Tuesday, November 28th, 2006

I spent some time on the phone this morning with Ed Roussel, head of online for the Telegraph, as he was quite properly crowing about the paper-site’s scoop last night on the hiring of BBC Chairman Michael Grade by struggling ITV. It’s big and surprising news in the U.K. and Telegraph editor-at-large Jeff Randall, a former BBC business editor, got the story way ahead of the competition — which, as Roussel enumerated, includes the BBC, which lost its boss; Murdoch’s Sky, which just invested in ITV; and the Guardian, the Telegraph’s fiercest competitor, which emphasizes its media coverage. The Telegraph has been taking its lumps from that fierce competitor for its shakeups and layoffs but I’m sympathetic on that score; revolution is not painless.

But I was curious about how the Telegraph’s integration of online and print in its much-vaunted Star Wars was going. Roussel said the Grade story was a model for how it should work on a new platform that can cut across all media and tools: The story went online at 9:50 p.m. and in no time, they put up audio and video and more content, forcing those competitors listed above to attribute the news to the Telegraph. Roussel said there is no more debate about putting stories online first. He said they are gaining advantage by hiring people like Randall, who have TV experience, and also by sending all staff through a week’s multimedia training. And he argued that the Telegraph newsroom — which puts him next to his print counterparts and tries to break down the barriers among departments and media — “made a huge difference, and I’m not bullshitting you” in getting last night’s scoop out. I asked what the endpoint is and how far along they are toward it. Roussel said it is when journalists respond like Randall, telling the story in all appropriate media: “Here’s your tool kid; how are you going to use it?” He thinks they are two-thirds of the way there.

Interestingly, Roussel argues that not only the newsroom is changing but so is the public. He says that people are more likely now to join in collaborative. They are getting soldiers to video their experiences in Afghanistan and Iraq (some of it too gruesome to show, Roussel says). And when they asked their readers to show the impact of warming on their gardens (there will always be an England), more than 600 sent in photos. Networked journalism, that is.

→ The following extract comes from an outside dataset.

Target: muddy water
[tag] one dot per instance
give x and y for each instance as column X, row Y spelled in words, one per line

Roussel emphasizes that that they are not getting it all right and that they have contractual issues with print and online staff, workflow issues primarily involving production, and technical issues (what newspaper doesn’t?). But he says that the full story of the Telegraph’s successes is not being told.

Because I’m a media wonk, I’m fond of the coverage of the industry in British papers — it may be a bit much for some but I wish we had more such coverage here. And I also wish we had more competition here, for that would improve this coverage. By this afternoon, the Guardian responded late, by necessity, but compensated with volume; I count 27 links to coverage, including even a special-edition podcast. The Independent had up just a few links, but the BBC had more than a dozen. Sadly, the Press Gazette folded this week, so it was silent. Overdose? Not for media porn junkies. And that is the real moral to this story: competition is good for it is spawning innovation.

(Disclosures: I write and have consulted for the Telegraph’s fierce competitor and I was also introducing Roussel to Daylife).

Uh-oh, the video me

Tuesday, November 28th, 2006

Jeff Pulver just put up free video from his Video on the Net conference in Boston, which was an unusually good confab, at least the part I could attend (I’m going back to the next in California in March). Here’s my spiel, in which I tried to put the explosion of TV in a historic and cultural context and push the participants on what we need next.

Kneecapping me

Monday, November 27th, 2006

I’m 6′4″ and I hate people who slam their seats back in front of me on flights. I spend flights with my knees jammed up against the seat in front so, if they try to jam it back, they will the damned seat is broken, which is better than breaking my knees and my laptop and inducing worsened claustrophobia. The Wall Street Journal now covers this important national divide: the recliners vs. the straights.